In the Illatio sancti Benedicti, composed between 1010 and 1018, Theodoric of Fleury recounts a legend then current at Fleury. When some Vikings attacked Fleury by sailing down the Loire, the relics of Benedict of Nursia were brought to Saint-Aignan for safekeeping. The monks there sued to keep them, but by a miracle they were sailed back down the frozen river to Fleury when the danger was past.

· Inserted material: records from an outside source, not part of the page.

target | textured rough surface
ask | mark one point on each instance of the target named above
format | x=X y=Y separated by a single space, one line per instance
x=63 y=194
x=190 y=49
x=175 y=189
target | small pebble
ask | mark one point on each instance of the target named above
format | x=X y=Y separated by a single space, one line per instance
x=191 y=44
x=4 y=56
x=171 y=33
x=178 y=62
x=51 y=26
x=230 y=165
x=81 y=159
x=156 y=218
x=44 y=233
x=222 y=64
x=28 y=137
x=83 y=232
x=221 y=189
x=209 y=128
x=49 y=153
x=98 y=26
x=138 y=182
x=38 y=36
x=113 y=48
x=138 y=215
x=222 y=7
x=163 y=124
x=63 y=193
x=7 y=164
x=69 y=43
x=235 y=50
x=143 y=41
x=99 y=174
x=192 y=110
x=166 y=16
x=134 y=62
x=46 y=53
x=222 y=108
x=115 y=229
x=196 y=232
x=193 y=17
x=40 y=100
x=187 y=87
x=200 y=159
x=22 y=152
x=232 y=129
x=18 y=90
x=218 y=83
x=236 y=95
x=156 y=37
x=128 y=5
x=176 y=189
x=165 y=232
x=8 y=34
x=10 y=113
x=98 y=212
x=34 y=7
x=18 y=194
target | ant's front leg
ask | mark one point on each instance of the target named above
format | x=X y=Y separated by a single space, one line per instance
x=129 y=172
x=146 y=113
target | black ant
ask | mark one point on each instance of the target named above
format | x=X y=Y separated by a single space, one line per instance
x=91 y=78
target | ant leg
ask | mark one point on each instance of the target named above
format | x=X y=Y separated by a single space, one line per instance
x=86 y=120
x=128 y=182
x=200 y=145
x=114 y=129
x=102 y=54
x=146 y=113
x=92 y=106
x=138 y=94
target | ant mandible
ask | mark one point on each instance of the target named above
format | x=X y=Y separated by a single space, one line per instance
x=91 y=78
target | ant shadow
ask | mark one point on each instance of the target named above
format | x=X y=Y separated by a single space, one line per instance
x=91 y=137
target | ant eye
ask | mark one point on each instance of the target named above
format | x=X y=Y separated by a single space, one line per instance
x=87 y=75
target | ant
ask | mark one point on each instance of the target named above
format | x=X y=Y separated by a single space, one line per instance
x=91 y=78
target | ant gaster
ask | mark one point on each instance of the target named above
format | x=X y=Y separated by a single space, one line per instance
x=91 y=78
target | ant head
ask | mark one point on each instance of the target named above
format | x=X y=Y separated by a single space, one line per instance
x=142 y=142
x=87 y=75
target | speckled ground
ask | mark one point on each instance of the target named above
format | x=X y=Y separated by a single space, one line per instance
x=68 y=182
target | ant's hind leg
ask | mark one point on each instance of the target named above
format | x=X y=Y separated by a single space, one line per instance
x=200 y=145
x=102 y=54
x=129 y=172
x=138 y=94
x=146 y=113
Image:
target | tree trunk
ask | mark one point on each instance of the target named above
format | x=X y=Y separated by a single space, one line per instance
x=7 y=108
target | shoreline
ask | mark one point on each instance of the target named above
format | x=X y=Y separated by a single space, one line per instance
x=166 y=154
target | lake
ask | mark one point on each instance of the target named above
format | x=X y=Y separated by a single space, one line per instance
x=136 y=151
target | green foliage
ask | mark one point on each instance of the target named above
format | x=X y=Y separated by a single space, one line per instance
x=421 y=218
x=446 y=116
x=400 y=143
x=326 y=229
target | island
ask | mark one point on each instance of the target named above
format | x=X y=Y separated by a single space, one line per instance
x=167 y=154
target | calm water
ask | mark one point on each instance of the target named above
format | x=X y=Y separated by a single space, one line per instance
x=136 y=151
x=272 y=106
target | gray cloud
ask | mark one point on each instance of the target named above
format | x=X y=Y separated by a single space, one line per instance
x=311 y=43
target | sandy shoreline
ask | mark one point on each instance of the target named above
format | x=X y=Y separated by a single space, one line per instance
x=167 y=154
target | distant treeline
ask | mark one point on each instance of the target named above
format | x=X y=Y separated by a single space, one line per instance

The monastery of Saint-Aignan was rededicated in 1029. At the time its main altar was jointly dedicated to Saints Peter and Anianus, while the altar in the choir was dedicated to Anianus alone, whose relics lay in the crypt below it. There were twelve minor altars lining the nave, dedicated to saints of both local and universal importance, but the six local saints whose relics the church possessed did not have any altars, liturgies or hagiographies at all. Shortly after this date, the bones of Saint Euspicius were transferred to Saint-Mesmin de Micy. In the 1070s, an anonymous monk of Saint-Aignan composed the Miracula sancti Aniani, a collection of stories of miracles performed by Anianus.

In 1661, a monk of Saint-Aignan, Robert Hubert, published a collection of documents from the history of Saint-Aignan. Many of these he had forged and they have misled historians ever since.